The next generation of Python programmers

Posted Apr 26, 2014 14:23 UTC (Sat) by nix (subscriber, #2304) [Link] (2 responses)

Quite.

The first great mistake was throwing away the (relatively new) concept of the pipeline when windowing systems came in. Without the ability to even instruct the machine to do the simplest things in sequence, the user interface has just got cruder ever since then. (Macro languages do *not* help: you have to be a programmer of some stripe to even start to use them without being scared off.)

There is surely a graphical way to model this -- I am reliably told that the original PARC windowing system had one -- but apparently it was dropped :(

The next generation of Python programmers

Posted May 1, 2014 22:41 UTC (Thu) by smorrow (guest, #95721) [Link] (1 responses)

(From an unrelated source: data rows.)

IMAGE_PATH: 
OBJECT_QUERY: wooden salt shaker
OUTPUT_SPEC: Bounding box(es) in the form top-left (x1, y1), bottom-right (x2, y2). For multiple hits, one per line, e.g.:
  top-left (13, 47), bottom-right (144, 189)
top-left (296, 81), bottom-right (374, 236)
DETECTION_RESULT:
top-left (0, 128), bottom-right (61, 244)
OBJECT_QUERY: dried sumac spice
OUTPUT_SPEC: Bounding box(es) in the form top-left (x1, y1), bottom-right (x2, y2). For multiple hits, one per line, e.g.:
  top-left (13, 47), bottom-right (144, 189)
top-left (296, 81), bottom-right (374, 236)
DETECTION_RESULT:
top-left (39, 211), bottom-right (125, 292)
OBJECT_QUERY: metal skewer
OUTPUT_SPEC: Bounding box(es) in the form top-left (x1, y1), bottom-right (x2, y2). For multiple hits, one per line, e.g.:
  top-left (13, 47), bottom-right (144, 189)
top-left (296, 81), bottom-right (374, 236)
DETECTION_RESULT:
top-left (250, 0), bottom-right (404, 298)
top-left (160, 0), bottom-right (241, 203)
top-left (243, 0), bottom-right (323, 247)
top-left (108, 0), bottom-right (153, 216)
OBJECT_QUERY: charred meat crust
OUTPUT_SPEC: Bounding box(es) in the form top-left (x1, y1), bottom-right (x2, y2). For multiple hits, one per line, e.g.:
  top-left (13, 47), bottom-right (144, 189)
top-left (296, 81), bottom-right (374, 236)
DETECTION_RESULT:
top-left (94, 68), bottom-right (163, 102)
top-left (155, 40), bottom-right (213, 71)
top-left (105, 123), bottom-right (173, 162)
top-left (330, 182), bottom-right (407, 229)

IPC other than pipes clearly exists, but pipe is the only one that non-programmers know about. Why is this? Maybe because programs have to be specially written to use other forms of IPC, but pipes just work everywhere.

If that's the single most important thing about pipes (is it not?), then what's the GUI equivalent of that? Copy and paste is the closest thing I can think of.

It's too bad most research in HCI seems more concerned with tacky things like virtual/augmented reality.

The next generation of Python programmers

Posted May 6, 2014 12:12 UTC (Tue) by k8to (guest, #15413) [Link]

There were many attempts in the 90s to do gui forms of IPC. The commercial variations were things like OLE embedding, OpenDoc(TM), HotLinks, Publish/Subscribe. They all felt much clumsier than they were worth and were stability nightmares.

There were some more researchy things like oberon and smalltalk, but I don't know how close to practical they ever became.